When the sunbeams fall upon a mirror, it flashes in the light, just because they do not enter its cold surface. It is a mirror, because it does not drink them up, but flings them back. The contrary is the case with these mirrors of our spirits. In them the light must first sink in before it can ray out. They must first be filled with the glory, before the glory can stream forth. They are not so much like a reflecting surface as like a bar of iron, which needs to be heated down to its obstinate black core before its outer skin glows with the whiteness of a heat that is too hot to sparkle. The sunshine must fall on us, not as it does on some lonely hillside, lighting up the grey stones with a passing gleam, but as it does on some cloud cradled near its setting, which it drenches and saturates with fire till its cold heart burns, and all its wreaths of vapour are brightness palpable, glorified by the light which lives amidst its mists. So must we have the glory sink into us before it can be reflected from us.

(A. Maclaren, D. D.)

A painting that is a work of art may be so inappropriately framed, and hung at such disadvantage as to light and shade, that only a master recognises its merits. Or it may be so worthily framed and so fitly placed that the skill and power of the artist's work appeal to the most casual beholder. So a Christian heart may be enshrined in such meagre and unworthy human qualities that they detract from the recognition the grace of Christ ought to receive, the impression it should make. Where religion is in disrepute, it is largely because of its association with unworthy human qualities, and its consequent identification in the minds of many with them. It is unfortunate when a Christian man is not also a man among men, able to hold his own place, and make for himself a higher.
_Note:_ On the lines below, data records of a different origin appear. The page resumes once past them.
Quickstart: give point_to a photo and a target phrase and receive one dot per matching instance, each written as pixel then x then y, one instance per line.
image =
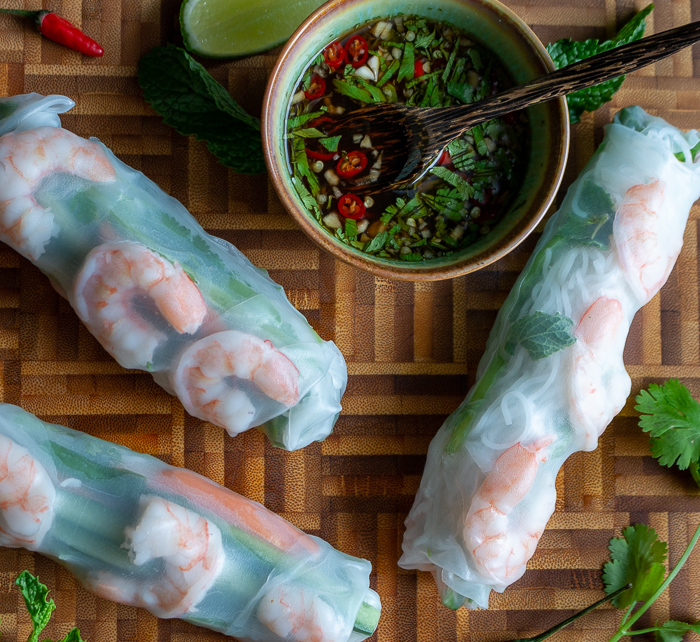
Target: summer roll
pixel 552 377
pixel 140 532
pixel 157 291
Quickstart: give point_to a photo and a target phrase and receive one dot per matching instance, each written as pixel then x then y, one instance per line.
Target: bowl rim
pixel 406 271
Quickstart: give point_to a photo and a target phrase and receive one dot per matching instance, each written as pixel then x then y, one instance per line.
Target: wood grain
pixel 412 352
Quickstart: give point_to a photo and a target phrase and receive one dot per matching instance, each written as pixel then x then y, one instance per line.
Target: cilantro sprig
pixel 635 572
pixel 672 418
pixel 40 608
pixel 566 52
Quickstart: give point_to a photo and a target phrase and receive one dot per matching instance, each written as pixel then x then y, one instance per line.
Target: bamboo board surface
pixel 411 350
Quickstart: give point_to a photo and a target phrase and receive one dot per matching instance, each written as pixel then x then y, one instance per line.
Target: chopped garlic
pixel 332 220
pixel 331 177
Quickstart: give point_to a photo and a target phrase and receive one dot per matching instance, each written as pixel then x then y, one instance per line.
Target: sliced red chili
pixel 351 206
pixel 317 87
pixel 445 158
pixel 324 156
pixel 334 54
pixel 356 51
pixel 351 164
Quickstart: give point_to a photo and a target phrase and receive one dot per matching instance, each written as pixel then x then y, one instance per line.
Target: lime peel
pixel 232 28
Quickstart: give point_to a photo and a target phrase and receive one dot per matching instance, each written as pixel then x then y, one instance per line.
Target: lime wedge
pixel 229 28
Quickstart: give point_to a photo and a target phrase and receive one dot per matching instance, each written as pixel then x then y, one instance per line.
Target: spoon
pixel 411 138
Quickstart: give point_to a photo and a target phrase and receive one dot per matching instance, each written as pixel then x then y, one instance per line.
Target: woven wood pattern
pixel 412 351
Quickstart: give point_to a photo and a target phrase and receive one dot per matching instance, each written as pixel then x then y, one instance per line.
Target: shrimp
pixel 599 384
pixel 647 247
pixel 106 295
pixel 27 497
pixel 201 378
pixel 294 615
pixel 498 550
pixel 190 547
pixel 25 159
pixel 238 511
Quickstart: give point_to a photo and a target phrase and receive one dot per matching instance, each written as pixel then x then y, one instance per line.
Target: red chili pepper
pixel 351 164
pixel 59 30
pixel 317 87
pixel 324 156
pixel 351 206
pixel 445 158
pixel 356 51
pixel 334 54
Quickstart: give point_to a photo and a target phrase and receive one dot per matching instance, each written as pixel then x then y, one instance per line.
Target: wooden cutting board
pixel 412 352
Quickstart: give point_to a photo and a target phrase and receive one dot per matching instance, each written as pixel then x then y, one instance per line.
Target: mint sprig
pixel 541 334
pixel 566 52
pixel 187 98
pixel 40 608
The youth who is first at the bat or the oar; the student who leads his college class; the man who has made a reputation or a fortune in his profession or business, the woman whose grace and accomplishments are the delight of her friends; these, having the grace of Christ in their hearts, are not by these attainments detracting from its power, they are enshrining that grace more worthily; even as a diamond is more fittingly set in a ring of gold than in one of pinchbeck.